Влюбленные женщины
Шрифт:
Биркин провожал цветок взглядом и бросал в воду следующий, а затем еще один и, сидя возле воды, наблюдал за ними сияющим задумчивым взглядом. Урсула, обернувшись, посмотрела на него. Ее охватило непонятное чувство, ей показалось, что в этот момент между ними что-то происходит. Но она не могла понять, что именно. Она только вдруг поняла, что теперь ее сковывают невидимые узы. Ее разум больше не подчинялся ей. Она могла лишь смотреть на маленькие яркие диски маргариток, медленно отправлявшиеся в плаванье по темной, глянцевой воде. Миниатюрная флотилия плыла навстречу свету, превращаясь
– Скорее поплыли обратно, давайте догоним их, – сказала она, боясь, что ей придется еще какое-то время остаться в заключении на этом острове.
Они сели в ялик и оттолкнулись от берега.
Она была рада вновь оказаться на большой земле. Она пошла вдоль берега в сторону водовода. Волны разбросали маргаритки по всему пруду – крохотные сияющие цветочки, словно капельки восторга, словно символы величайшей радости, светились то тут, то там. Почему они так сильно ее трогали, почему так завораживали?
– Взгляните, – сказал он, – ваш кораблик из фиолетовой бумаги возглавляет караван, а цветки, как плоты, идут в его фарватере.
Несколько маргариток медленно, словно стесняясь, подплыли к ней, выписывая робкие, но изящные «па» на темной прозрачной воде. Они подплыли ближе, и их радостная и яркая непорочность была настолько трогательной, что на глаза ее навернулись слезы.

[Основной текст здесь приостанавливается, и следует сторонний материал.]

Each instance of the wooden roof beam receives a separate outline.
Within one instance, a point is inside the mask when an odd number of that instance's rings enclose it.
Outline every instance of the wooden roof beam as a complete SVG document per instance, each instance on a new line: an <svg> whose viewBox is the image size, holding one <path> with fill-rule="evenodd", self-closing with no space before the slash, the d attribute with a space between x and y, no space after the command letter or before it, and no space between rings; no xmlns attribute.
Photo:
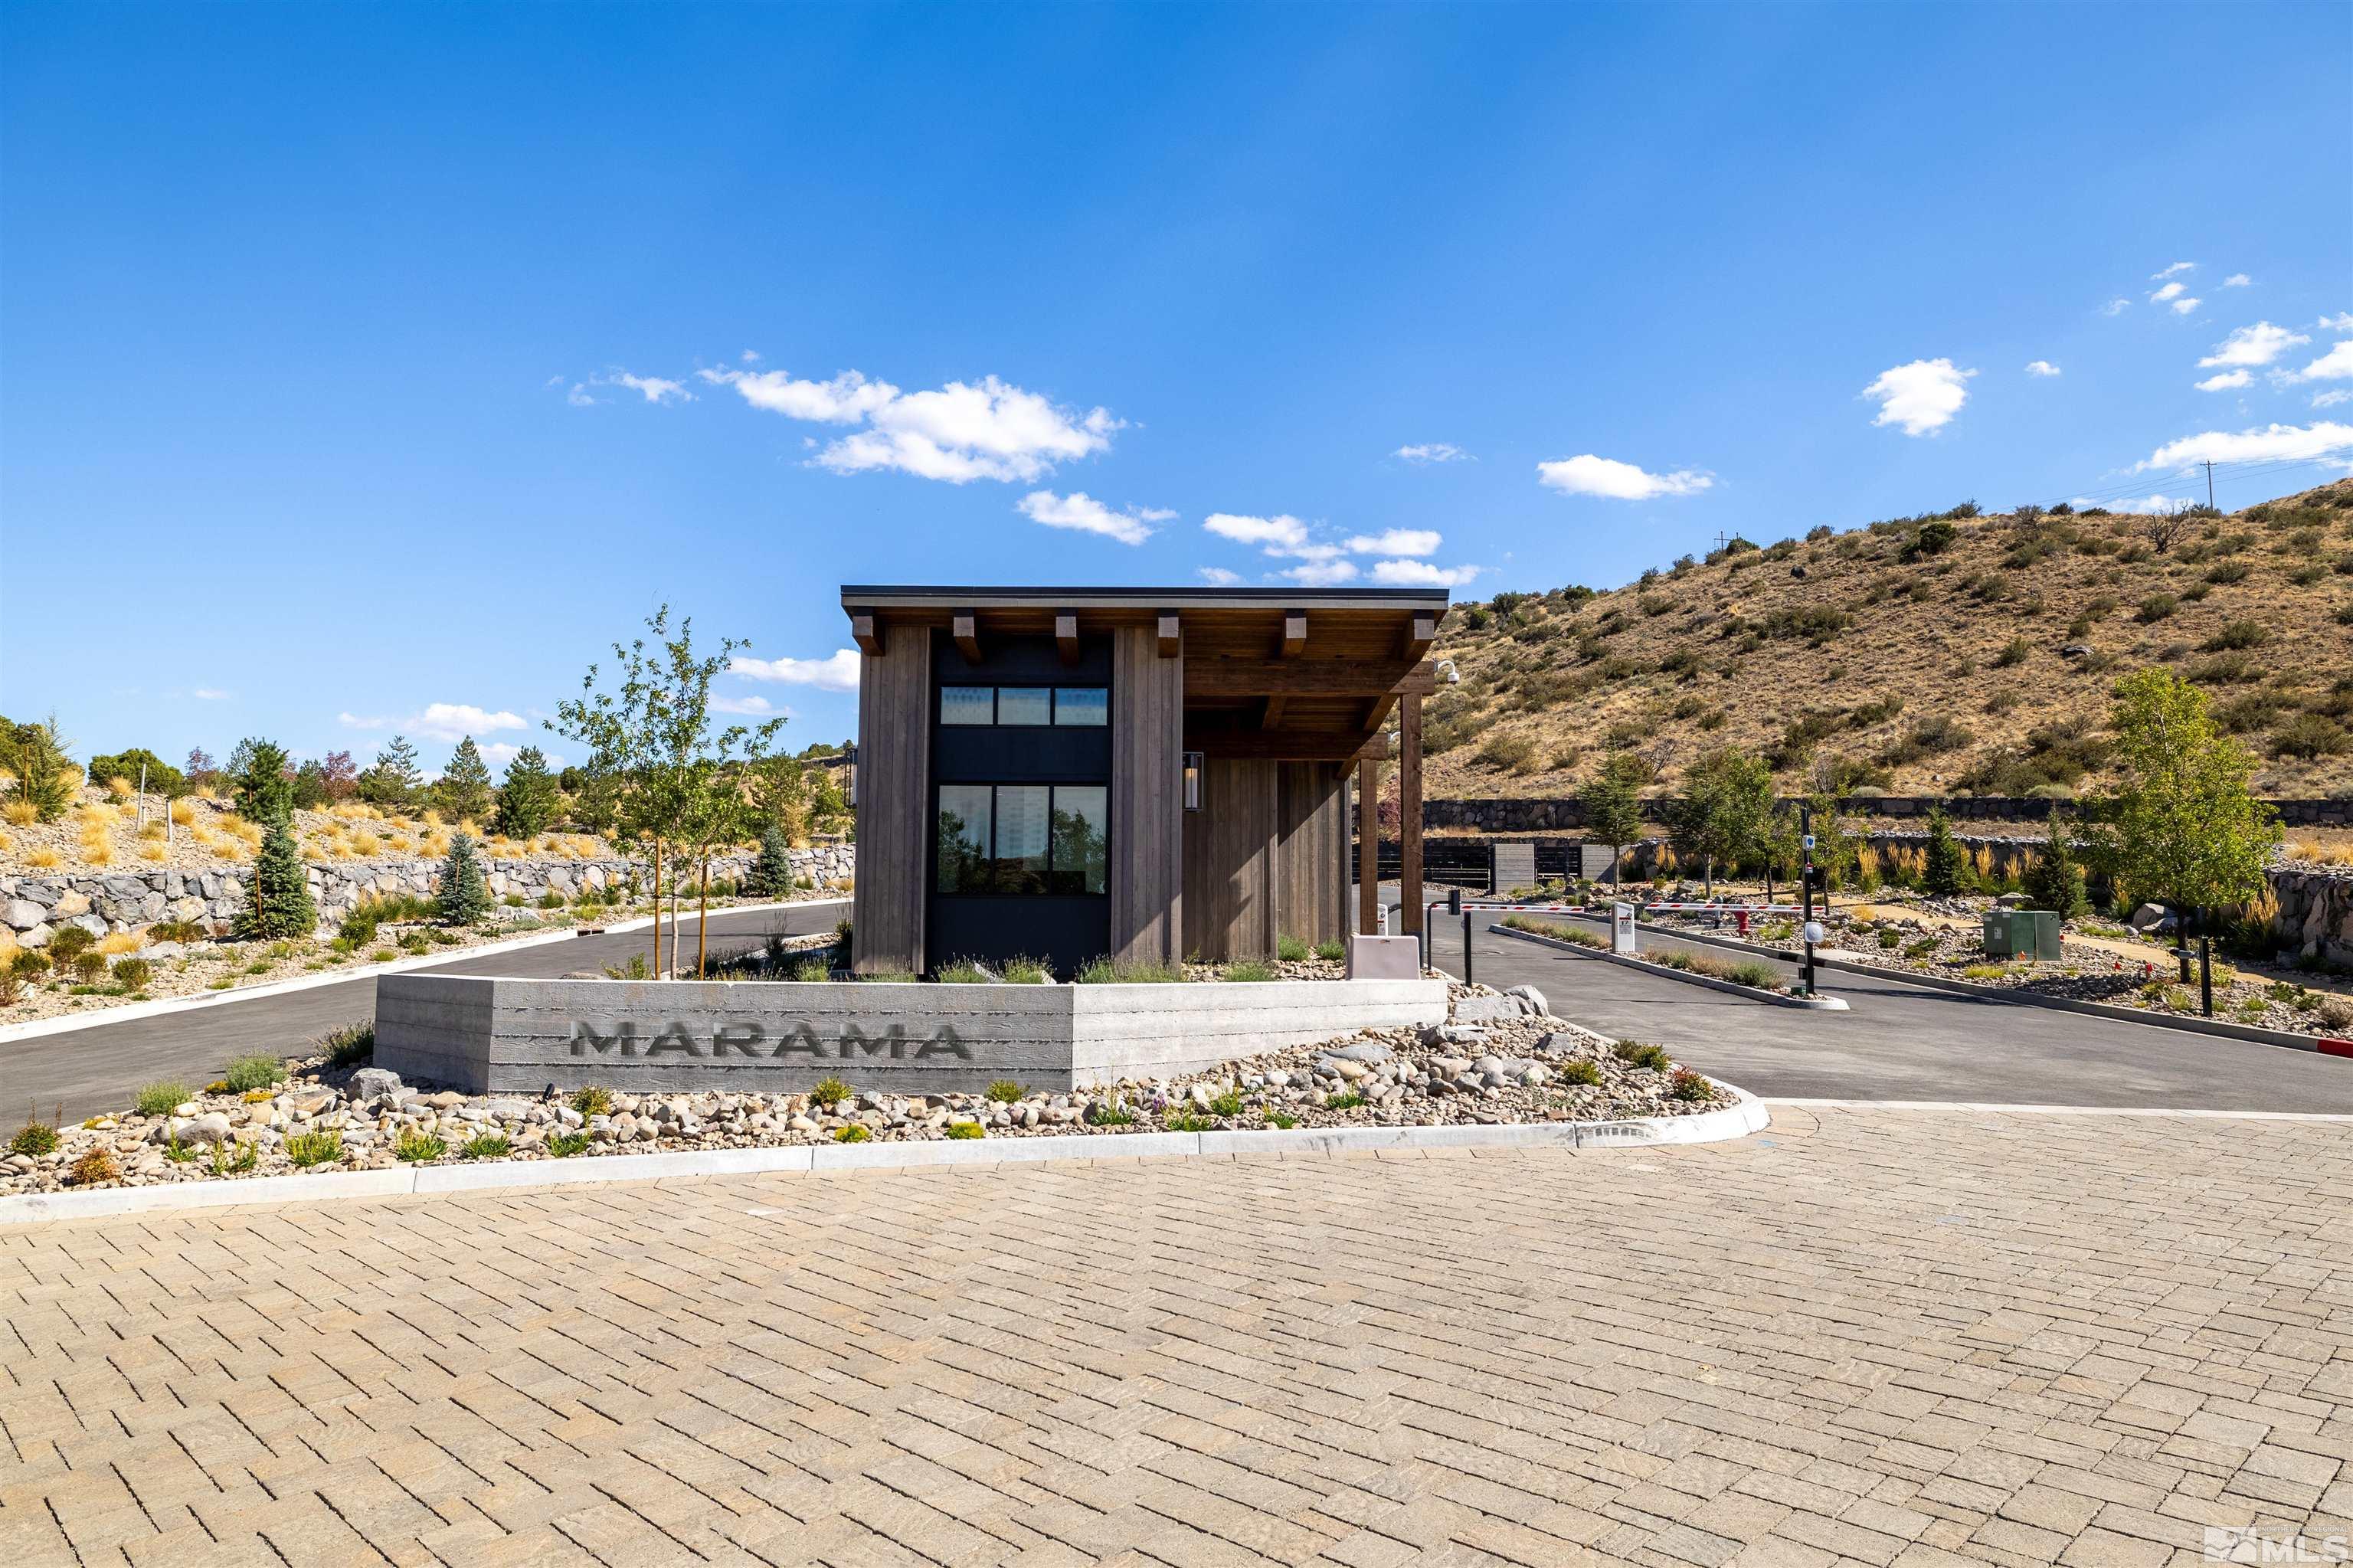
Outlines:
<svg viewBox="0 0 2353 1568"><path fill-rule="evenodd" d="M1429 664L1399 667L1353 659L1303 659L1261 663L1251 659L1196 659L1185 665L1187 697L1427 697L1438 690Z"/></svg>
<svg viewBox="0 0 2353 1568"><path fill-rule="evenodd" d="M968 609L957 610L955 631L956 652L964 655L964 662L967 664L979 663L980 618Z"/></svg>
<svg viewBox="0 0 2353 1568"><path fill-rule="evenodd" d="M1173 609L1164 609L1155 619L1157 622L1155 630L1160 639L1160 656L1163 659L1174 659L1185 648L1185 639L1177 624L1176 612Z"/></svg>
<svg viewBox="0 0 2353 1568"><path fill-rule="evenodd" d="M1079 662L1079 618L1067 610L1055 612L1054 648L1061 654L1063 663Z"/></svg>
<svg viewBox="0 0 2353 1568"><path fill-rule="evenodd" d="M1438 617L1426 610L1415 610L1412 622L1405 632L1405 656L1419 662L1426 657L1438 641Z"/></svg>
<svg viewBox="0 0 2353 1568"><path fill-rule="evenodd" d="M1366 737L1345 730L1216 729L1185 733L1185 749L1205 757L1272 762L1354 762L1367 748L1377 758L1388 755L1388 744L1381 736Z"/></svg>
<svg viewBox="0 0 2353 1568"><path fill-rule="evenodd" d="M849 618L849 638L868 658L882 657L882 626L871 612L860 610Z"/></svg>
<svg viewBox="0 0 2353 1568"><path fill-rule="evenodd" d="M1282 656L1296 659L1307 652L1307 612L1286 609L1282 612Z"/></svg>

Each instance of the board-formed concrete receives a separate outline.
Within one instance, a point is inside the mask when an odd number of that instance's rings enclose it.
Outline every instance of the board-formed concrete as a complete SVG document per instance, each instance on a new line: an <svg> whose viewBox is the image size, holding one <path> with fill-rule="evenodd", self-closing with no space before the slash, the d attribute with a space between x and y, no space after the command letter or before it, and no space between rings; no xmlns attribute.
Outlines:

– Почему они такие милые? – воскликнула она. – Почему мне кажется, что они такие прекрасные?
– Это очень хорошие цветы, – сказал он со скованностью, появившейся в ответ на ее страстный возглас. – Вы знаете, что маргаритка состоит из множества отдельных цветков, которые становится единым целым. По-моему, ботаники ставят такие растения на вершину эволюционной лестницы, верно?

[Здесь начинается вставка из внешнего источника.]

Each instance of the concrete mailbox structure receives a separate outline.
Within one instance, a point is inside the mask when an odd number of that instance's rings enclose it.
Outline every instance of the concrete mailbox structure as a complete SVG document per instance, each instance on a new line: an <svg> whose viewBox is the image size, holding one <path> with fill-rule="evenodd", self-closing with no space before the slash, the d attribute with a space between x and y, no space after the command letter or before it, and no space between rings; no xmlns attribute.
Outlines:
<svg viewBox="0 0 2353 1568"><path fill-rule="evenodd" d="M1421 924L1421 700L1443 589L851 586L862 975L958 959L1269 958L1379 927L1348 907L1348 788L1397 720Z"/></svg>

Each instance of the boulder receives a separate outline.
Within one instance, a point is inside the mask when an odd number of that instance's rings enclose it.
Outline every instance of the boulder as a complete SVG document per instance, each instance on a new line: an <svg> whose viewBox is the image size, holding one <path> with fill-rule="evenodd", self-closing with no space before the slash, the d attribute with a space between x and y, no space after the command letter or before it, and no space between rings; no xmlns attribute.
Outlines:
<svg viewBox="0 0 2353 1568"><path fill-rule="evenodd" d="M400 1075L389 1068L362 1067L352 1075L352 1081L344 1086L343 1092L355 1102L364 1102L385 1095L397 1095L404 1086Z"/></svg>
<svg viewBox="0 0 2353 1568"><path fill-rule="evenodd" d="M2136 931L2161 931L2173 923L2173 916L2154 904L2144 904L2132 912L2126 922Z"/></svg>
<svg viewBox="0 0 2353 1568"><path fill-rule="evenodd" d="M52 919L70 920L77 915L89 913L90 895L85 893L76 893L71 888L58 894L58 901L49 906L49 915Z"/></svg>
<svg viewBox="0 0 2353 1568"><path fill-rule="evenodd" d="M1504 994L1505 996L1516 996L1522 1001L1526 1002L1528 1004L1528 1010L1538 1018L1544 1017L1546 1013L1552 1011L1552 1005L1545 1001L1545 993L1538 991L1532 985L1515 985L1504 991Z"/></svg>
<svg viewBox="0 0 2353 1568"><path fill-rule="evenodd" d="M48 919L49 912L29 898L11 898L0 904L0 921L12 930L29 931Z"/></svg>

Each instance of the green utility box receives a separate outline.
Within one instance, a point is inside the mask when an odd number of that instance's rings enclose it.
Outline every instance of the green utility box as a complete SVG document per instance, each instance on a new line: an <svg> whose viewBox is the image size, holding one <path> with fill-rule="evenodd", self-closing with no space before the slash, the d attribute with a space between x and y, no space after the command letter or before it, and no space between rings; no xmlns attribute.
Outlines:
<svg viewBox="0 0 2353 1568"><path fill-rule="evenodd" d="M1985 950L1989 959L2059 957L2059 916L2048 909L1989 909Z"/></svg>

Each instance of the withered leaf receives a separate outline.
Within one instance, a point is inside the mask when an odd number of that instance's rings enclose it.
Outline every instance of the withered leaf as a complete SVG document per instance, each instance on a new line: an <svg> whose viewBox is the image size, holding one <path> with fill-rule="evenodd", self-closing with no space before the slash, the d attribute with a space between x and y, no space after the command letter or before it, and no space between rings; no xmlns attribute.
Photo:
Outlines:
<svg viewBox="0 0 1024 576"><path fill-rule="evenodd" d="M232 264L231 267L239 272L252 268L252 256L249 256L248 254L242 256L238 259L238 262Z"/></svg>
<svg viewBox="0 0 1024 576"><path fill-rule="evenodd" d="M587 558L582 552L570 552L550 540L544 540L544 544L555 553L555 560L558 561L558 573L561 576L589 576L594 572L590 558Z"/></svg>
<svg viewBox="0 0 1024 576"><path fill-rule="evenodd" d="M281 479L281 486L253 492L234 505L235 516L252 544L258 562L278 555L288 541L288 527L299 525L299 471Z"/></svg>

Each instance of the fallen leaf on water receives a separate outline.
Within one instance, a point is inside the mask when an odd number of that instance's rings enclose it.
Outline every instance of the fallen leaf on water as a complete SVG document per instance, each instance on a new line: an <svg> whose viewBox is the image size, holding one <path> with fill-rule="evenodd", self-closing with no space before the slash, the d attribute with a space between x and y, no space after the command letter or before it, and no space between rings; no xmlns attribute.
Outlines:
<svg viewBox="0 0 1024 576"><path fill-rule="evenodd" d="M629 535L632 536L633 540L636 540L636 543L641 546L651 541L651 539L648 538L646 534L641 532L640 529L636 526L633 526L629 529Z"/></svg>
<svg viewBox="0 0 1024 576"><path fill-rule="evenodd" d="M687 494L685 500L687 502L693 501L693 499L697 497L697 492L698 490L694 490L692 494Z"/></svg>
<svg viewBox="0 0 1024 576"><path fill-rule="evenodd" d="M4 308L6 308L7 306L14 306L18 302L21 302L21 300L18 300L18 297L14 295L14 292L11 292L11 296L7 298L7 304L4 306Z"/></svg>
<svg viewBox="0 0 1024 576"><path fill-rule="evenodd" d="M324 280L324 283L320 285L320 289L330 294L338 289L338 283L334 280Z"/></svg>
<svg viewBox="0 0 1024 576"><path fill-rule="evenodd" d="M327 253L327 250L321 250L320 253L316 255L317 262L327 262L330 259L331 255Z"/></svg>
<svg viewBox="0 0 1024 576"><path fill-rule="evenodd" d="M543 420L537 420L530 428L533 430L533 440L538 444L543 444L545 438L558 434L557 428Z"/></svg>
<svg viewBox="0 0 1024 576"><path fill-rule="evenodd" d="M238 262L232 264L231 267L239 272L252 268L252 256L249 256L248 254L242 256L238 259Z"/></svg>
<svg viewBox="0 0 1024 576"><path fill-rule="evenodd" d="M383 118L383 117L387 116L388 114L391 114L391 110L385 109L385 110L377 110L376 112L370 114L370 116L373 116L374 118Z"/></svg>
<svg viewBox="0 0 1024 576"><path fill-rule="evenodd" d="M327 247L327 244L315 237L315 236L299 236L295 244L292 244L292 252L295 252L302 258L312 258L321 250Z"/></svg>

– Да, они называются сложноцветными, мне кажется, вы совершенно правы, – ответила Урсула, которая никогда ни в чем не была уверена. Если в одно мгновение ей казалось, что она в чем-то совершенно уверена, то в следующее она уже в этом сомневалась.
– Этим все и объясняется, – сказал он. – Маргаритка – это миниатюрное выражение идеальной демократии, следовательно, это самый совершенный из цветков и в этом-то его прелесть.
– Нет, – воскликнула она, – вовсе нет – никогда. Демократия тут ни при чем.
– Вы правы, – признал он. – Это золотая толпа пролетариата, окруженная ярко-белым оперением богатеев-бездельников.
– Какая гадость – опять вы со своими общественными лозунгами! – воскликнула она.
– Действительно! Это же просто маргаритка – оставим-ка ее в покое.
– Пожалуйста! Пусть хотя бы один раз это будет для вас то, чего вы не можете разгадать, – сказала она, – если такое вообще существует в природе, – иронично присовокупила она.
Они стояли рядом, забыв обо всем. Они оба не двигались, словно пораженные молнией, и едва осознавали, где находятся. Возникшее между ними небольшое противостояние разорвало оболочку их сознания, превратив их в две обезличенные силы, столкнувшиеся между собой.
Он почувствовал, что молчание затянулось. Ему хотелось что-нибудь сказать, найти новую, боле привычную тему и продолжить разговор.
– Знаете, – сказал он, – я снимаю комнаты здесь, на мельнице. Может быть, мы могли бы еще раз как-нибудь приятно провести время?
– Неужели? – сказала она, не обращая внимания на то, что он вполне допускал возможность возникновения между ними близких отношений.
Он тут же одернул себя и заговорил с теми же интонациями, что и раньше.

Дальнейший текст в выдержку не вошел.